Path-22 : Suspicious

901 118 30
                                    

Seminggu telah berlalu. Setiap tiga hari sekali rapat Dewan diadakan. Kelas diliburkan selama seminggu penuh setelah ujian kenaikkan tingkat berakhir. Romeo meletakkan berkas-berkas yang sekiranya tidak terpakai lagi ke dalam almari kayu. Dibantu oleh Hanz dan Sena―setelah dipaksa berkali-kali oleh Hanz―yang ikut membereskan dokumen-dokumen di Ruang Dewan seusai rapat.

Rapat yang melelahkan pikiran. Menebak pola pikir penjahat memang sulit. Tak ada siapapun yang terbesit untuk dicurigai sebagai pelaku. Hari ini juga―setelah rapat―Wanda dan Rosseline segera menuju Kerajaan yang kepala pelayannya dicurigai. Semua orang berharap, semoga pelakunya dapat segera ditemukan.

Sebenarnya, ada maksud lain Romeo dan Hanz memaksa Sena untuk membantu membereskan berkas. Romeo bermaksud meminta Sena secara pribadi untuk menyembuhkan Riana, menetralkan sihir hitamnya. Tampaknya, Sena belum menyadari maksud terselubung Hanz dan Romeo.

Untuk waspada jika Sena menolak, Romeo sudah mengunci pintu Ruang Dewan. Dan jika memang tidak berjalan sesuai rencana, mungkin Romeo akan memaksa Sena dan memakai sedikit kekerasan.

Tidak ada yang memiliki kekuatan untuk menetralisir sesuatu sebaik kekuatan Sena. Kekuatan Yura hanya dapat memblokkir, bukan menghilangkan. Meski kekuatan Yura dan Sena mirip, namun tentu saja efeknya berbeda. Kekuatan blockade Yura dapat menghilang sewaktu-waktu. Berbeda halnya dengan Sena.

Sena mengangkat tumpukan dokumen terakhir dan memasukkannya ke dalam almari. Lelaki itu menutup pintu almari, menghela napas pelan. Hanya melakukan hal seperti ini saja energinya cukup terkuras. Dia benar-benar harus melatih kembali staminanya.

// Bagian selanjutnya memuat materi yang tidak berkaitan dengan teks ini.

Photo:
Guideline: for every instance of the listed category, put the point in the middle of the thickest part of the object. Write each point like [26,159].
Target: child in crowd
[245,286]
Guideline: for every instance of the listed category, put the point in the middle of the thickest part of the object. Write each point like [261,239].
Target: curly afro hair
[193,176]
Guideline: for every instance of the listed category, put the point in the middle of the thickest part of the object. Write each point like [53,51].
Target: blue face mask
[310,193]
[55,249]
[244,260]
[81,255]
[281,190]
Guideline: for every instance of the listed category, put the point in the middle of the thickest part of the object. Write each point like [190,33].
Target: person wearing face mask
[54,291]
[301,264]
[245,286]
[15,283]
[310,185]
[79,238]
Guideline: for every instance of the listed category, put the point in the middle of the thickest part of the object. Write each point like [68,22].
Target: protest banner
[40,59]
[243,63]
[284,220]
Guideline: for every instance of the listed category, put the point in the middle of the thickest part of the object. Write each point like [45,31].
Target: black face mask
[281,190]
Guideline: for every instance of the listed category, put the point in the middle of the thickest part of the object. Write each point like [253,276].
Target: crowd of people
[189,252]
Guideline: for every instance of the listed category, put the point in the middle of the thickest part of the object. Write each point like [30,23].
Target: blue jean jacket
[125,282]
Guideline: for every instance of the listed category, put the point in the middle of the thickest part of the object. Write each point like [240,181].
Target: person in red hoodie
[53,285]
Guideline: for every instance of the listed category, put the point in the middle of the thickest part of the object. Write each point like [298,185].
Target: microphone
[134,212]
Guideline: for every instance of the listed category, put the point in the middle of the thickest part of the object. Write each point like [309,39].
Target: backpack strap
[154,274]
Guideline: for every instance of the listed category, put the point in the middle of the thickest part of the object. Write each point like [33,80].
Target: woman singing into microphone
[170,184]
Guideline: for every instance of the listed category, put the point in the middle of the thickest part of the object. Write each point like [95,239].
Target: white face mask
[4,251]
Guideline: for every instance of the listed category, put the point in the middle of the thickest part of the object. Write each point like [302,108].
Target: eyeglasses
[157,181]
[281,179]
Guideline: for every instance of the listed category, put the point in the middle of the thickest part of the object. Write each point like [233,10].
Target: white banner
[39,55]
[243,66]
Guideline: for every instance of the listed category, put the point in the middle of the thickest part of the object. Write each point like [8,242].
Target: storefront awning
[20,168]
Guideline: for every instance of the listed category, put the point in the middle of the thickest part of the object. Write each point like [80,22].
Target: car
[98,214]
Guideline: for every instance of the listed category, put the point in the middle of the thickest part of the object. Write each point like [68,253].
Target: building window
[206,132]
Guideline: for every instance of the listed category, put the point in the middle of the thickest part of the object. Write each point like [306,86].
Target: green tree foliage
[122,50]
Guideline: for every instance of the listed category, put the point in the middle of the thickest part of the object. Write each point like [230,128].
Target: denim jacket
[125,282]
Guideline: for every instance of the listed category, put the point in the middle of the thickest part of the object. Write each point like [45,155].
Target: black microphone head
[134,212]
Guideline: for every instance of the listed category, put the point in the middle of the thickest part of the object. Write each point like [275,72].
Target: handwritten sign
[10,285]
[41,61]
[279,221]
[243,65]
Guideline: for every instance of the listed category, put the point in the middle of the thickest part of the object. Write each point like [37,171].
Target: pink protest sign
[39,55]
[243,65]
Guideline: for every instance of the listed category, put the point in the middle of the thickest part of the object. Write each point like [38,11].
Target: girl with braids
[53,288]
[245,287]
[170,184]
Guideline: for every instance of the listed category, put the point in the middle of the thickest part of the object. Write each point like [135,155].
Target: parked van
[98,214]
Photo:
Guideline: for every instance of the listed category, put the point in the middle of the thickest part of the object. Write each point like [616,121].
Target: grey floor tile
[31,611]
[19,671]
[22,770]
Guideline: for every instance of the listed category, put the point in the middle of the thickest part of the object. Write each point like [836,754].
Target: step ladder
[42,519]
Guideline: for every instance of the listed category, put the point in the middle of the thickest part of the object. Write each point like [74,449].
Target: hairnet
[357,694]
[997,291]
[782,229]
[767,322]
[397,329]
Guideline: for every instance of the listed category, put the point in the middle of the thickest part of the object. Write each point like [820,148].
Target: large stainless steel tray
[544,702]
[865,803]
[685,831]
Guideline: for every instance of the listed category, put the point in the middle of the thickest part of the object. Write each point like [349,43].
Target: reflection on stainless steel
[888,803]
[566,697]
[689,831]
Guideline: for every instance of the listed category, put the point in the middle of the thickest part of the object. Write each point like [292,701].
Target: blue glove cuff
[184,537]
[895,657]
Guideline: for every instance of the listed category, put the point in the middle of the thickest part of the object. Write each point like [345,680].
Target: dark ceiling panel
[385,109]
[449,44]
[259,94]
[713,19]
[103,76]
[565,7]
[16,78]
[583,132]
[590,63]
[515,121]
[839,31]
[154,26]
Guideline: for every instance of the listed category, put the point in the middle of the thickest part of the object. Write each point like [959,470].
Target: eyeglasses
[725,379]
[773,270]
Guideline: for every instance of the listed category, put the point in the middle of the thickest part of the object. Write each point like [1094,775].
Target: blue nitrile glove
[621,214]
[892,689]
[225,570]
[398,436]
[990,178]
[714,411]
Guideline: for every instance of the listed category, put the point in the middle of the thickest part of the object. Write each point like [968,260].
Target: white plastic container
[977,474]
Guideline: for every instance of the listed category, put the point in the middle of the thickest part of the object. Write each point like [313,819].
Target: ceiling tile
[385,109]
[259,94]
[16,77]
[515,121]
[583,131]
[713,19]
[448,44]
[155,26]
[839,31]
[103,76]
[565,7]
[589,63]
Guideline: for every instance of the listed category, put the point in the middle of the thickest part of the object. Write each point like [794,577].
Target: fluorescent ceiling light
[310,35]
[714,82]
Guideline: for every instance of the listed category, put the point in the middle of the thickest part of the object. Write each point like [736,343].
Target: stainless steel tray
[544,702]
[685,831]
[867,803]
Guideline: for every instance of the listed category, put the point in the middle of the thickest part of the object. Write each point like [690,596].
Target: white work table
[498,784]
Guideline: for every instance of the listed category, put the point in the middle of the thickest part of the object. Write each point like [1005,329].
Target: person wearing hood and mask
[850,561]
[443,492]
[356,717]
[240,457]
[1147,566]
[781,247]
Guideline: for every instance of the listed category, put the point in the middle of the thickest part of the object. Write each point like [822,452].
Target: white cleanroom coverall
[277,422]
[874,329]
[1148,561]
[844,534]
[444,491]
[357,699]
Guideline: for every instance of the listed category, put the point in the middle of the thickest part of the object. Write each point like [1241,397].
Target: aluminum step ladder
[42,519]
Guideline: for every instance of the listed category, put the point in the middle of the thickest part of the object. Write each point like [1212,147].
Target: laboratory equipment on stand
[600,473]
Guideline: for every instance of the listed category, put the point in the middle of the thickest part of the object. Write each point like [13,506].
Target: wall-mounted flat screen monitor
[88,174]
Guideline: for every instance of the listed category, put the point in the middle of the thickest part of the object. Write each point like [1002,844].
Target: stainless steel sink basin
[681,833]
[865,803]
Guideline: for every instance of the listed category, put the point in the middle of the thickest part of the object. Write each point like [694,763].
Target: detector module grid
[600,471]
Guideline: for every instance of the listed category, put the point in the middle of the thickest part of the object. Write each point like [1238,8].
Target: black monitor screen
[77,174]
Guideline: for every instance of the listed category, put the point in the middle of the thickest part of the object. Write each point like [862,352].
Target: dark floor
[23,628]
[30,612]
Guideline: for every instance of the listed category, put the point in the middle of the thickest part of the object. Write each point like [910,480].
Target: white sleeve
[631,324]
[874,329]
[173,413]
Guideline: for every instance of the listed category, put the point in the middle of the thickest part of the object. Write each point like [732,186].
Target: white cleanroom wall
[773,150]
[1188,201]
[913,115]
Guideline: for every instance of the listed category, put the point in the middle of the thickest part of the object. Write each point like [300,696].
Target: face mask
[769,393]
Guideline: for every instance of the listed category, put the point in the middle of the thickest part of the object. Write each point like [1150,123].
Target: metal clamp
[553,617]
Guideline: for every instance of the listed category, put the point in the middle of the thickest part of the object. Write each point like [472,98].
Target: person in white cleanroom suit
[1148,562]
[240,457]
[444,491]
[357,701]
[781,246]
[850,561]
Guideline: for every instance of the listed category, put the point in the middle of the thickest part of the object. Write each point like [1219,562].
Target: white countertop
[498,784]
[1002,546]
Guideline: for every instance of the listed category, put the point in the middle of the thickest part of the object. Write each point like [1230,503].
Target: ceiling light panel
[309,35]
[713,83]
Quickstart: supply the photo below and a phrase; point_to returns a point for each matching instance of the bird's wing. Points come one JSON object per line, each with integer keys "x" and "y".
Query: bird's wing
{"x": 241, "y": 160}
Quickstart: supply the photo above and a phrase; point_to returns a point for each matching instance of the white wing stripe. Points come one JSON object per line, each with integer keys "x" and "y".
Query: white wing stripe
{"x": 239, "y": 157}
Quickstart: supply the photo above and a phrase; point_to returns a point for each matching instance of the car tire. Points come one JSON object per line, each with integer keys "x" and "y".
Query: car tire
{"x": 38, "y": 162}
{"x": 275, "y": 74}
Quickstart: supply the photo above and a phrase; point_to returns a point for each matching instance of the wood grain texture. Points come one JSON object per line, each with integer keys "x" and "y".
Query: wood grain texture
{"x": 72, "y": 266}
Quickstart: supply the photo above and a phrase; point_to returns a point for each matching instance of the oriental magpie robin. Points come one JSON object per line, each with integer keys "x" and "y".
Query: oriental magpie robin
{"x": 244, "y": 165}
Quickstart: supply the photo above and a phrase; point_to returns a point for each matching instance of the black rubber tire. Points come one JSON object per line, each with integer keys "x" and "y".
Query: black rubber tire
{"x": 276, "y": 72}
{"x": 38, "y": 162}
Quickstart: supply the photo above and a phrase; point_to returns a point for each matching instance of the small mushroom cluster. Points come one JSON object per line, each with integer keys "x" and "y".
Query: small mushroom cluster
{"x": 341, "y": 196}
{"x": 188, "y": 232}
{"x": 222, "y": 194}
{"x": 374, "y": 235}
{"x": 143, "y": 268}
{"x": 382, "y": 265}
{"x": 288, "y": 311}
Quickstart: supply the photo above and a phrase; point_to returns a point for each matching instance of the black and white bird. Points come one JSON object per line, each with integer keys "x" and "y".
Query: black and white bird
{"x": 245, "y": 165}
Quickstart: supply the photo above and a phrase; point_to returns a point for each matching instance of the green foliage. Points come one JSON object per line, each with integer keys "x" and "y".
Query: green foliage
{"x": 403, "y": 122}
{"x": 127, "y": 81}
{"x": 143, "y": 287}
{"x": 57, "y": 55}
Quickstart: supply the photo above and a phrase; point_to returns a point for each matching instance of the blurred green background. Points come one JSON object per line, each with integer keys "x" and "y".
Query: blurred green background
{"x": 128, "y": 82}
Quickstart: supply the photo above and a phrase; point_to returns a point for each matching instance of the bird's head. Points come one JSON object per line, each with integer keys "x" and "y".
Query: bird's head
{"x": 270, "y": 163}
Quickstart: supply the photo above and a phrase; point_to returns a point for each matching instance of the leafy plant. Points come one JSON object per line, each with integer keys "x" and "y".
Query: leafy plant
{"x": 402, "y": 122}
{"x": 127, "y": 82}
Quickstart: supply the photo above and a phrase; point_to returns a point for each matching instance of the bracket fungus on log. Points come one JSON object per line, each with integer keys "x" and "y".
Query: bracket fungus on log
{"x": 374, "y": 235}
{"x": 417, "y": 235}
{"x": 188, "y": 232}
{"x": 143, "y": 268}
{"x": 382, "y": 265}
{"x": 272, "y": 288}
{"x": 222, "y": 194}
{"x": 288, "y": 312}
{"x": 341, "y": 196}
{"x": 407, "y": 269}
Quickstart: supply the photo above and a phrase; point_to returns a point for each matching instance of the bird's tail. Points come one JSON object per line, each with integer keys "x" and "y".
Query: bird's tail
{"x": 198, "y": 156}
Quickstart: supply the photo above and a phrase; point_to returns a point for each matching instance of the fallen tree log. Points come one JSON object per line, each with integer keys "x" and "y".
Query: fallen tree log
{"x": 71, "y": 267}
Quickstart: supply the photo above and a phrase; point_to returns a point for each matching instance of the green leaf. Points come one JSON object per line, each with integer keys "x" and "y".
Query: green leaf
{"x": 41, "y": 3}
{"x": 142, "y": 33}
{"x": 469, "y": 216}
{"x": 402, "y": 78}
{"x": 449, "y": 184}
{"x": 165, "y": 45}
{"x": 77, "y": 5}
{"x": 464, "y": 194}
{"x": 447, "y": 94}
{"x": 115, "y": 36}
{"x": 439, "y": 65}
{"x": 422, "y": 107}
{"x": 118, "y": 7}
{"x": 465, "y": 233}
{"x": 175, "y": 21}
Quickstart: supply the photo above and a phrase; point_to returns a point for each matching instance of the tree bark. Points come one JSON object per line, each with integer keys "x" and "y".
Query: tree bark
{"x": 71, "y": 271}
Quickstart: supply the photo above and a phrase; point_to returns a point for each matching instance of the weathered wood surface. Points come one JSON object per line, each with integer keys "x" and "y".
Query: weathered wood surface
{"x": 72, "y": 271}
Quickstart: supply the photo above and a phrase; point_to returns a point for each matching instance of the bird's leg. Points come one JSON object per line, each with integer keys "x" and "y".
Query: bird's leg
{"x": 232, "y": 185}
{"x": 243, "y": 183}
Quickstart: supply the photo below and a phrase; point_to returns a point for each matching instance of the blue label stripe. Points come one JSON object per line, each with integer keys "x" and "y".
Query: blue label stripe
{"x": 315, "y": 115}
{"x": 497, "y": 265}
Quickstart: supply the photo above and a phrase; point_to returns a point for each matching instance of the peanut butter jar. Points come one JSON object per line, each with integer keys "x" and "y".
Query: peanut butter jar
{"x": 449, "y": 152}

"Sudah," Sena mengunci pintu almari, lalu melemparkan kuncinya kepada Romeo.

Romeo menangkap kunci itu dengan sigap. Dia melirik Hanz ragu. Hanz balas melirik Romeo. Dari mana mereka harus memulai?

"Kalau ada yang ingin kalian katakan, katakan saja," ucapan Sena yang tiba-tiba membuat Romeo dan Hanz tersentak. Jadi Sena menyadari kejanggalan diantara mereka?

Romeo memasukkan kunci almari ke dalam saku almamaternya, lalu berdeham pelan. "Erm ... begini Sena―"

"Tidak mau."

Kening Romeo terlipat. "Hei, aku bahkan belum mengatakan apapun!"

Sena menatap malas. "Kau mau memintaku untuk menetralkan sihir hitam, bukan?"

"B-Benar sih ..." Romeo menggaruk tengkuknya, canggung.

"Kalau begitu, tidak mau."

"Tapi Sena," kali ini Hanz bersuara, "Jika kau menghilangkan efek sihir hitam pada Riana, mungkin kita bisa menemukan dalangnya. Kumohon, sekali saja ..."

"Jawabanku tetap sama."

"Sena ... kumohon," Romeo menatap frustasi. "Apakah aku harus bersujud di kakimu agar kau mau?"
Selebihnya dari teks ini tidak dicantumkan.